In summer 2019, he injured his Achilles tendon. His leg was confined to a boot, and he could not get around easily or go out the way he usually did.
“I was talking to a buddy about this book I’d always wanted to write. I kept saying, ‘I’d do it this way,’” Wilson remembered. “He said, ‘Why are we talking? Go ahead and write it.’”
So Wilson spent two days writing the text for the book. Then he spent two weeks illustrating it using acrylics on canvas. The illustrations feature characters with dark skin rendered in a bright, vibrant cartoonish style.
“I did about one painting a day, just trying to match the artwork to the words on the page,” he said.
In the book, Jay and his father discuss issues related to finances and Jay’s future. His father encourages Jay to concentrate on his education and later diversify his income to achieve financial security.
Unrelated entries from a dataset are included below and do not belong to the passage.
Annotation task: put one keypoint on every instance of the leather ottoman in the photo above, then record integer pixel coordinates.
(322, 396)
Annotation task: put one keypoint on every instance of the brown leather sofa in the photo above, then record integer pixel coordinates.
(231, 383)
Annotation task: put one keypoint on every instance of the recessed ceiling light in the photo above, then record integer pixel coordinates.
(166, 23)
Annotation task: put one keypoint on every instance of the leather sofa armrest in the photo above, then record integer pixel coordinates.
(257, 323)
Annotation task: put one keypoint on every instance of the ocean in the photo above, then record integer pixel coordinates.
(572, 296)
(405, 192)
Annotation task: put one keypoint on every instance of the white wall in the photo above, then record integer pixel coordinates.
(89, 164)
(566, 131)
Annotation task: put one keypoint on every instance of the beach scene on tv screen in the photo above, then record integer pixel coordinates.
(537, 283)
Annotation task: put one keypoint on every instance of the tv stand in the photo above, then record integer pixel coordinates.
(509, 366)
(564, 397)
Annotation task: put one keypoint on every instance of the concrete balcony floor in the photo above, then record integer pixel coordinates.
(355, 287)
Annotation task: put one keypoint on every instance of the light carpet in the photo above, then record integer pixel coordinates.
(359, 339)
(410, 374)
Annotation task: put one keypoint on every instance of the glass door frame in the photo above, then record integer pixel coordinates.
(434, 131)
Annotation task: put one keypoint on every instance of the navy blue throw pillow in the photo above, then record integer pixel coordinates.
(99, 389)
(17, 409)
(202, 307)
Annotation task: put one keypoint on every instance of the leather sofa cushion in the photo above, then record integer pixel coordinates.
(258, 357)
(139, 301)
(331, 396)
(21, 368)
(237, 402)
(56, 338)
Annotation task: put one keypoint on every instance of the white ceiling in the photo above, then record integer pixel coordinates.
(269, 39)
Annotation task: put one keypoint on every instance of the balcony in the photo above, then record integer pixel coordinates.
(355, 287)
The book is written in terms accessible to children, and the artwork uses metaphors to make meaning of the text. One illustration, for example, shows a hand grabbing a slice of pizza labelled “stock” from a pie labeled “company.”
‘A good fit for us’
That artwork later became not only part of the book but also part of a presentation Wilson made to the Starkville-Oktibbeha chapter of the Boys and Girls Clubs.
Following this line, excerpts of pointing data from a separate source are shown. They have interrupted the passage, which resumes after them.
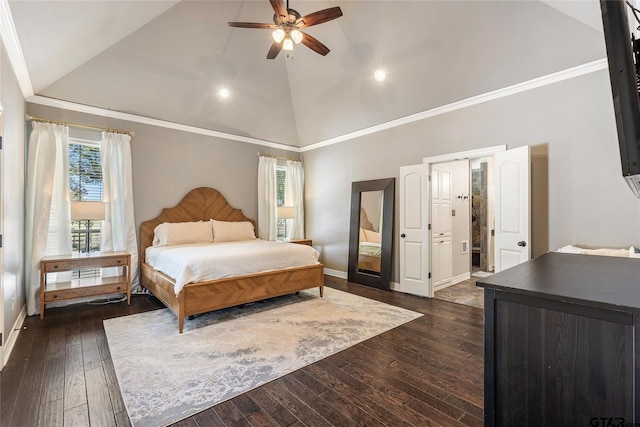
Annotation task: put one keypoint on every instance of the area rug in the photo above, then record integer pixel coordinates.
(465, 293)
(165, 376)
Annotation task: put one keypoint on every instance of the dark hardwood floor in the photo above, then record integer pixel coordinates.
(426, 372)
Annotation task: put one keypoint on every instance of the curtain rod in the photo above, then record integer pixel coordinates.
(278, 157)
(58, 122)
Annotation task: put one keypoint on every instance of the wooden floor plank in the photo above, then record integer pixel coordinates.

Ron Thornton, President and CEO of the Boys and Girls Clubs of the Golden Triangle, learned about “Brown Money” about two months ago. Wilson had sent emails to leaders in the area to let them know about the book and to offer to speak to local groups about it.
“Mr. Thornton called me and made a bulk order. I took the day off work and made the drive last Thursday,” Wilson said. “Because I went to Mississippi State, Starkville is like a second hometown to me.”
And Wilson did not arrive empty-handed.
“Mr. Wilson passed out his artwork. The kids got to hold it. They just lit up … they were really able to connect with that,” Thornton said.
Thornton said Wilson’s work aligned perfectly with the mission of the Boys and Girls Clubs.
“The book was a good fit for us,” Thornton said. “Our mission is to enable all young people, especially those who need us most, to reach their full potential as productive, caring, responsible citizens. We want our youth to know they can do anything they set their minds to.”
That’s a message Wilson is likewise passionate about. While the book and its message are for all children, Wilson and Thornton are especially passionate about communicating the message of self-empowerment to children of color.
“I wrote the book for all races, but I did name it ‘Brown Money,’” Wilson noted. “I chose the cover (featuring a dark-skinned man) because what better image for a kid of color to see?”
Thornton said that aspect of Wilson’s work was especially appealing to him because many of the children served by the club are Black.
“I believe in putting people in front of them who look like them — people who are doing positive things,” Thornton said.
Plans B, C, and D
Wilson shows no sign of slowing down on the positive things he is doing, either.
“I have already written a second book. It’s called ‘Brown Money 2,’” Wilson said.
That story is a continuation of the conversation between Jay and his father, this time focusing less on financial security and more on occupations in the STEM field. Jay’s father — like Wilson — is an electrical engineer.
“I have even made a ‘Brown Money’ card game,” Wilson said. “It’s a deck of 100 cards. Players get an occupation card with an income on it. Some are occupations like actor or athlete, but many are more traditional occupations like doctor or teacher.
They can get penalties for things like not having a plan B or relying solely on one income.”
Wilson’s artwork, writing and game design are all ways he embodies the message he wants to send youth.
“I’m passionate about multiple streams of income. After I wrote the first book, I experienced a layoff at Mitsubishi. I want to show kids they have multiple options,” he said.
He wants the children who read his work to be insulated from some of the problems that a lack of financial security can cause.
“Somebody can always pull the rug out from under you,” he said. “Options can end. They can end at any time. I don’t want kids to think they are not valuable if they aren’t an athlete.”